Hebrew name meaning 'love,' from the root ahav, a deeply emotional and spiritual term.
Ahavah (אַהֲבָה) is the Hebrew word for love — one of the most theologically and philosophically explored words in the Jewish tradition. Its root, aleph-heh-bet, appears throughout the Hebrew Bible: in the foundational command "V'ahavta" ("And you shall love") from the Shema, in the erotic poetry of Shir HaShirim (Song of Songs), and in descriptions of divine love between God and the people of Israel. Scholars of Kabbalah note that the Hebrew letters of "ahavah" have a numerical value (gematria) of thirteen — the same as "echad" (one) — suggesting that love and unity are mathematically, mystically synonymous.

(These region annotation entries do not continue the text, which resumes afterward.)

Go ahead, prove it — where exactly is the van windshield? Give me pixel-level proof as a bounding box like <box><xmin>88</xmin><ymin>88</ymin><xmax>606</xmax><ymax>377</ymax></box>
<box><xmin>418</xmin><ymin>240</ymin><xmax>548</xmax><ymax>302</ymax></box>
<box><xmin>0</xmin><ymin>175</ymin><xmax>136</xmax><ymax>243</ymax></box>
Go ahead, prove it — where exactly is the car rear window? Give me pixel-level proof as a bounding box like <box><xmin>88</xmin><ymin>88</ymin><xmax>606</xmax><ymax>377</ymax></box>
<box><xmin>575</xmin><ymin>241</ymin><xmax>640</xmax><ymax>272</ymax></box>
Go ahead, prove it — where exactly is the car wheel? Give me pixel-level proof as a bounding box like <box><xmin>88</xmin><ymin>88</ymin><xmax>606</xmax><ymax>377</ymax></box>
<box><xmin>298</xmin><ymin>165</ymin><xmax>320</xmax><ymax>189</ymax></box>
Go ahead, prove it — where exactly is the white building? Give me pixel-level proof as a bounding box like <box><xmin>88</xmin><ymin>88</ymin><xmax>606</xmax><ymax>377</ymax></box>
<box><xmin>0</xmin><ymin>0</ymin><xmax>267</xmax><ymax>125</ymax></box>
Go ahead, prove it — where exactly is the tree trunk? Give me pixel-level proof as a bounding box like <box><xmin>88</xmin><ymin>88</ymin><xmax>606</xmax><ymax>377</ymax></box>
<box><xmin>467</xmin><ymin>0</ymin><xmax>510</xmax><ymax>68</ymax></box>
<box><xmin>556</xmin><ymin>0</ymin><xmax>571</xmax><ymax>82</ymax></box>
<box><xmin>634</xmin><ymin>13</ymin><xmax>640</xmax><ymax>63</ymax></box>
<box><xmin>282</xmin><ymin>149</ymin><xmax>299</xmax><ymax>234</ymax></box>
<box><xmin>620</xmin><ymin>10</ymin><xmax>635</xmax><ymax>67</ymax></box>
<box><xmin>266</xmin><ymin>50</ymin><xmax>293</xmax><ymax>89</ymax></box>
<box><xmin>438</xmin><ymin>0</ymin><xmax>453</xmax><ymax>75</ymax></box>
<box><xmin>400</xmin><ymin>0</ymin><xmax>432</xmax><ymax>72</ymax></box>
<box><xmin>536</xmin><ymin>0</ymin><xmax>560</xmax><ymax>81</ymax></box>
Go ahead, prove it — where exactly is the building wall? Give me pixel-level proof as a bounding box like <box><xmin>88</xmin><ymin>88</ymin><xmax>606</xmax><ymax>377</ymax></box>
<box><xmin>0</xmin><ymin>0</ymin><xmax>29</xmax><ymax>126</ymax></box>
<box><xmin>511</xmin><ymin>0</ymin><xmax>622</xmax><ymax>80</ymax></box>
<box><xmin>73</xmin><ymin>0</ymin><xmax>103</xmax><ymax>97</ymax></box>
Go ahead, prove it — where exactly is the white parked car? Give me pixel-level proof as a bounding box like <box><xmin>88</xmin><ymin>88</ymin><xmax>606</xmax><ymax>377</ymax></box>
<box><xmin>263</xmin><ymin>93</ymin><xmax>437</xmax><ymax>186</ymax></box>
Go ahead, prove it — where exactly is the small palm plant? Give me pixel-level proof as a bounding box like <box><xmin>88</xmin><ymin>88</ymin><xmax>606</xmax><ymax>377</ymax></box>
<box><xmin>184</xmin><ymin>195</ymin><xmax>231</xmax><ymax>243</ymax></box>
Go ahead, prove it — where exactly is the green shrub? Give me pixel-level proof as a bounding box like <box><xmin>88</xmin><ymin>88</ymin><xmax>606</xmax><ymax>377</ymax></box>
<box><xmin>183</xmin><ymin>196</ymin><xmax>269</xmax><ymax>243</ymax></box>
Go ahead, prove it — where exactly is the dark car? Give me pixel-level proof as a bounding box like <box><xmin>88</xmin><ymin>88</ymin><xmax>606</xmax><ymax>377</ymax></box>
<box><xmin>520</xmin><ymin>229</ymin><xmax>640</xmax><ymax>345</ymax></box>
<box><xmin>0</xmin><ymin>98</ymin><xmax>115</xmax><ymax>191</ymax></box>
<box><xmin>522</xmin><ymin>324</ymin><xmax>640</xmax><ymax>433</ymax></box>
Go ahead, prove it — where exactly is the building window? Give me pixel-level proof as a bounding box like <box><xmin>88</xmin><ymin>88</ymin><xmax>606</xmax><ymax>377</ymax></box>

As a given name, Ahavah has been used among Jewish communities across generations, though it has more often lived as a middle name or a name given to honor a tradition than as a common first name. It carries extraordinary weight: to name a child Ahavah is to root her in the deepest aspiration of her tradition. In Yiddish-inflected Ashkenazi culture, it sometimes appeared as Ahave; among Sephardic communities in the Mediterranean, variants and translations of the concept have been treasured in different forms.

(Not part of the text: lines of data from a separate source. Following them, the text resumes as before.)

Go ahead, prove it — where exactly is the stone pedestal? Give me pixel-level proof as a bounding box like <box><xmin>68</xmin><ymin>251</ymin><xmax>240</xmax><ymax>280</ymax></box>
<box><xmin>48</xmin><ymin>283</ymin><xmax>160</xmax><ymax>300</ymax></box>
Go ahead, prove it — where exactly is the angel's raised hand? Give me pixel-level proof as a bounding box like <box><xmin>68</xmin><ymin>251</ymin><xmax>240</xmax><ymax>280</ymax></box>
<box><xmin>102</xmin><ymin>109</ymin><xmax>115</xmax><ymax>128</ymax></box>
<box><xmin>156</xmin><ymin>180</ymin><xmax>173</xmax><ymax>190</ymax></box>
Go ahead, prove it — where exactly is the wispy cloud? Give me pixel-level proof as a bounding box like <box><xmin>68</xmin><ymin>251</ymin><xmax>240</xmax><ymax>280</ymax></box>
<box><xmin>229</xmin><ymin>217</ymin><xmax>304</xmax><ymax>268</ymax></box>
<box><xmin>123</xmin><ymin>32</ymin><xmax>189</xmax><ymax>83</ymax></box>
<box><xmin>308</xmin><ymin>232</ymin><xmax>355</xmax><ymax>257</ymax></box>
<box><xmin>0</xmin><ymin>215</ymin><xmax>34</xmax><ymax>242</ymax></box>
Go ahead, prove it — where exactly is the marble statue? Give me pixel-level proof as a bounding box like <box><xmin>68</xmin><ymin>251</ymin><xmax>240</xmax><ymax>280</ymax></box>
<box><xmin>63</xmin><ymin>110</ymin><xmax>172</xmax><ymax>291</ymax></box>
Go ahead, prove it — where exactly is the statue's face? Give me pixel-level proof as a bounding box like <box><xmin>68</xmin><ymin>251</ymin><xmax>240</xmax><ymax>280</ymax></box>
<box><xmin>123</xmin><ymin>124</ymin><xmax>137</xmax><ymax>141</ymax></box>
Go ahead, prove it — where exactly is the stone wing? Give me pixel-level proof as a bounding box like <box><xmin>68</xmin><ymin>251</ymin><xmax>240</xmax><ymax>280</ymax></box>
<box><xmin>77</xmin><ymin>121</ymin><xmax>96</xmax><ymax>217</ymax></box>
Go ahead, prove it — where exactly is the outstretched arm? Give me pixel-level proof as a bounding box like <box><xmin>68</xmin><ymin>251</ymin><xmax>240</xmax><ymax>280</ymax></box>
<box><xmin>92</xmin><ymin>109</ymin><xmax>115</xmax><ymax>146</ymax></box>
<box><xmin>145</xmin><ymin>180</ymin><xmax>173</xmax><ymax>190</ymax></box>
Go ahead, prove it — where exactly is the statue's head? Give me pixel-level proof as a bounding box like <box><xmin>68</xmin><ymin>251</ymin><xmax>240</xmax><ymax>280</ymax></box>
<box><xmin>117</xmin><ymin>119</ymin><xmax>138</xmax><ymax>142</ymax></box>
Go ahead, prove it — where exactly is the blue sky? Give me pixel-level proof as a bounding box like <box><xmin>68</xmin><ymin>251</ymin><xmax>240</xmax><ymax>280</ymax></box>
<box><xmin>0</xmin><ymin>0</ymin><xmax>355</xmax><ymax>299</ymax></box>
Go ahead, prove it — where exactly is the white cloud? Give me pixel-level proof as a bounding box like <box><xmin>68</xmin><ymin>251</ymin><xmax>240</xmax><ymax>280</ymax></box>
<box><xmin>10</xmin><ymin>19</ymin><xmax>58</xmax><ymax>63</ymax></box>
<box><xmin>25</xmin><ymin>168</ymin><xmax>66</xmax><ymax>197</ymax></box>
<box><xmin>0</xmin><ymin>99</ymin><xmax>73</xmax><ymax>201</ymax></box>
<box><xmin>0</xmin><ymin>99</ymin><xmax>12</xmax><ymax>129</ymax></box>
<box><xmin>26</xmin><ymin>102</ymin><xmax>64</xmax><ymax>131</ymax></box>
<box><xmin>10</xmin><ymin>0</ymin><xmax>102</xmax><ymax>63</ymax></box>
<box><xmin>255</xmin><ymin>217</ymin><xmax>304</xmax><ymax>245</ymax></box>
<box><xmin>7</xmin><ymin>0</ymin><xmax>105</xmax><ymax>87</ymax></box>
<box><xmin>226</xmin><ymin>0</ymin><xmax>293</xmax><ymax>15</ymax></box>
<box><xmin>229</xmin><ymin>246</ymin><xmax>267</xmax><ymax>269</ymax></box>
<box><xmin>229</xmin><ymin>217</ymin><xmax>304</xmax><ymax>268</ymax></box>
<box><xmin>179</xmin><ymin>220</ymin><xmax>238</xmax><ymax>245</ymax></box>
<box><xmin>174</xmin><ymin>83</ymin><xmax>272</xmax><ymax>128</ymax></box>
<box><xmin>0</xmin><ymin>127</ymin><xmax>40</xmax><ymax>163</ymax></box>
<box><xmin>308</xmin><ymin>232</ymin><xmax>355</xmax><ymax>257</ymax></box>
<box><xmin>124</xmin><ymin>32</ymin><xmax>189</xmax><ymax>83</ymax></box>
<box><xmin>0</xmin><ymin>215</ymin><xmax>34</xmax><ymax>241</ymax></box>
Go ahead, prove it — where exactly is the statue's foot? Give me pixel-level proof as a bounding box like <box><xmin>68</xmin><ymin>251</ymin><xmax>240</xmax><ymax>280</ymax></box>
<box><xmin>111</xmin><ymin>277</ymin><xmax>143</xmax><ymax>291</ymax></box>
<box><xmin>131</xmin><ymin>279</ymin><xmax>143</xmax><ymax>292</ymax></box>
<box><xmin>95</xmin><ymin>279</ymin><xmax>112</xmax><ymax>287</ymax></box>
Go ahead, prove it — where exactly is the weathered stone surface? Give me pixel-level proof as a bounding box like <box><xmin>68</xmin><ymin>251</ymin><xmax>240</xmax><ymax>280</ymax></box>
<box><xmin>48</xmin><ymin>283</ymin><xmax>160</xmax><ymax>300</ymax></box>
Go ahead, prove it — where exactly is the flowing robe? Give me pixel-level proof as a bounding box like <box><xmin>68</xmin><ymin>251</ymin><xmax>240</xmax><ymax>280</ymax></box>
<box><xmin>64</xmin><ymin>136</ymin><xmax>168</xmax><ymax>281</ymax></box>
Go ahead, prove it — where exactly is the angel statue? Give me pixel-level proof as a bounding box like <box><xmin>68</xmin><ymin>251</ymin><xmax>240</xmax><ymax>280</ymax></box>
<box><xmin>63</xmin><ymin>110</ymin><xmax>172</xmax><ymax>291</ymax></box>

In contemporary Jewish naming practice, especially among families engaged in religious revival or seeking deeply meaningful Hebrew names, Ahavah has grown in visibility. It has the advantage of being both ancient and genuinely rare as a first name, pronounceable to English speakers ("ah-hah-VAH") while losing none of its Hebraic soul. For a child named Ahavah, the word itself is a daily reminder of what, at its most fundamental, her tradition holds sacred.